Space Informatics

Space Informatics

A module offered by the Chair of Dependable Systems and Software as a block course in September/October 2025. It is worth 6 CP ECTS.

Context

Space technology is experiencing an unprecedented expansion in what came to be known as the “new space”.

Massive mega-constellations comprised of thousands of satellites are being deployed in near-Earth orbit to provide worldwide Internet coverage and real-time imaging. This is enabled by lower cost and reusable rockets, which are launching more and cheaper spacecraft than ever before. Indeed, nano-satellite platforms of a few liters of volume are leveraging state-of-the-art miniaturization and electronics to pack capabilities traditionally exclusive of large satellites.

As a result, space is becoming more democratic, accessible to many academic actors, and open for start-ups to develop innovative commercial opportunities. Moreover, these advances spill to an increasing number of interplanetary robotic exploration missions, which in turn boost and motivate the possibility of manned missions to the Moon and Mars in the upcoming years.

Motivation

The amount and features of “new space” orbiting assets would simply fail to scale up without the proper support of automated, optimal, efficient, scalable, usable and robust computer sciences models and techniques combining both on-board as well as on-ground components.

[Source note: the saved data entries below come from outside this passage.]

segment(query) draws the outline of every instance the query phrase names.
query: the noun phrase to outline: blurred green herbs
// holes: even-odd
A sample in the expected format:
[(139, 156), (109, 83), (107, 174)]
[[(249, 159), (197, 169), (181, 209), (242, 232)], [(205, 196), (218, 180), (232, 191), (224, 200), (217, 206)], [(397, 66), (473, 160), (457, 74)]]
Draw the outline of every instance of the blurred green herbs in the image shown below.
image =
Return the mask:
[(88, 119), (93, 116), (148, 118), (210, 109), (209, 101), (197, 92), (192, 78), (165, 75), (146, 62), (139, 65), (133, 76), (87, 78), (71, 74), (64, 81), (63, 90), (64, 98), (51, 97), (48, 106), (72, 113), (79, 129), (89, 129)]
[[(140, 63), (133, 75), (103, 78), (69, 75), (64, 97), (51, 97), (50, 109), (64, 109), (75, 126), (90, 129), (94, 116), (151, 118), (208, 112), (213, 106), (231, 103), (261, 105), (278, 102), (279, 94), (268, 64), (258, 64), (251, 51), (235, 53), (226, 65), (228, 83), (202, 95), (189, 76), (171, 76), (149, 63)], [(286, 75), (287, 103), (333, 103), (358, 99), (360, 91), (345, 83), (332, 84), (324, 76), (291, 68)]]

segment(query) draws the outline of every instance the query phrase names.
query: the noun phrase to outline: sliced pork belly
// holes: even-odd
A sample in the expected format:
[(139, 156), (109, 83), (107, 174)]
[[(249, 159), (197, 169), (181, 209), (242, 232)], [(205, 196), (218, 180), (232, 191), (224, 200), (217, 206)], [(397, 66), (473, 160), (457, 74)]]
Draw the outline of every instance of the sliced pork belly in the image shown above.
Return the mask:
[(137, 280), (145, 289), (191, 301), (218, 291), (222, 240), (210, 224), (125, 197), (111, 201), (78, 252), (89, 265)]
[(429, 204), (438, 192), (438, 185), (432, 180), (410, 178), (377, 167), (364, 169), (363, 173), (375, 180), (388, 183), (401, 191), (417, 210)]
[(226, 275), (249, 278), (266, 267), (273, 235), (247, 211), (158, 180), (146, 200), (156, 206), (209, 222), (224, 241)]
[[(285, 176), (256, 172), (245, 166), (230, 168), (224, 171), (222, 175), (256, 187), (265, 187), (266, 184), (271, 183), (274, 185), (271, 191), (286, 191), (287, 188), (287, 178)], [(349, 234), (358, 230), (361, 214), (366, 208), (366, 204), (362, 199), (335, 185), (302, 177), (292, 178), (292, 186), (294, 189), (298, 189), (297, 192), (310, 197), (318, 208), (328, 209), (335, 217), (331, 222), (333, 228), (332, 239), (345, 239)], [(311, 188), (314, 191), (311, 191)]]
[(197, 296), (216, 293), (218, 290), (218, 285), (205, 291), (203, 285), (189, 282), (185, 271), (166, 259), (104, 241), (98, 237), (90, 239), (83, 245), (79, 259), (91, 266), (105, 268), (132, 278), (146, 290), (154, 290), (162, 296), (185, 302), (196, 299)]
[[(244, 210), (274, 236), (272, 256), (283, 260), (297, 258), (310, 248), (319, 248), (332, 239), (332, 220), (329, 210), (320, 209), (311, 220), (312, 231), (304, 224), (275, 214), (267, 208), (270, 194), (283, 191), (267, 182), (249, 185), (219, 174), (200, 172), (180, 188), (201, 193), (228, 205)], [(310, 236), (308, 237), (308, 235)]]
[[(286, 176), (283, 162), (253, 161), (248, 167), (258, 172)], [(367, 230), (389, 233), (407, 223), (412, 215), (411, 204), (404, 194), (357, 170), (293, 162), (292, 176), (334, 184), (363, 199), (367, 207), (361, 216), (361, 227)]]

Also, informatics can play a decisive role in facilitating a more sustainable space with accurate battery models, delay-tolerant data handling, trajectory optimization, debris collision avoidance, system verification and validation, and online telemetry learning, among many other application opportunities.

Space is within reach, and future space professionals with this know-how at hand will become a valuable resource in the immediate future of the space industry.

Space Informatics

The Space Informatics course is framed in the new space context and motivated by the hypothesis that computer sciences will play a central role in future near-Earth and interplanetary space missions. To this end, we present a curriculum layout organized in three axes:

1. the fundamentals of space environment ranging from orbital dynamics to maneuvers and interplanetary trajectory design,
2. the specifics of space technology comprising energy handling, computers, communications and networking, and
3. the application of informatics to 1. and 2. including linear and dynamic programming, model checking, and scheduling techniques.

These axes are accompanied by practical exercises and hands-on projects involving state-of-the-art software toolchains such as Systems Toolkit (STK). We will exploit scriptable interfaces (Python) to control STK and evaluate and optimize distributed space missions using informatics modelling tools such as Gurobi and Uppaal.

Contents

1. Fundamentals
   1. Space Applications
   2. New Space
   3. Physics and Orbits
   4. Propagation and Perturbation
   5. Launch and Maneuvers
   6. Trajectories Design
2. Technology
   1. Satellite Technologies
   2. Basic Communications
   3. Link Budget and Multiplexing
   4. Space Networks
   5. Transport Layer
   6. Simulation and Analysis Tools
3. Informatics
   1. Linear and Dynamic Programming Optimization
   2. Battery-Aware Scheduling
   3. Contact Plan Design
   4. Routing in LEO
   5. Machine Learning in Space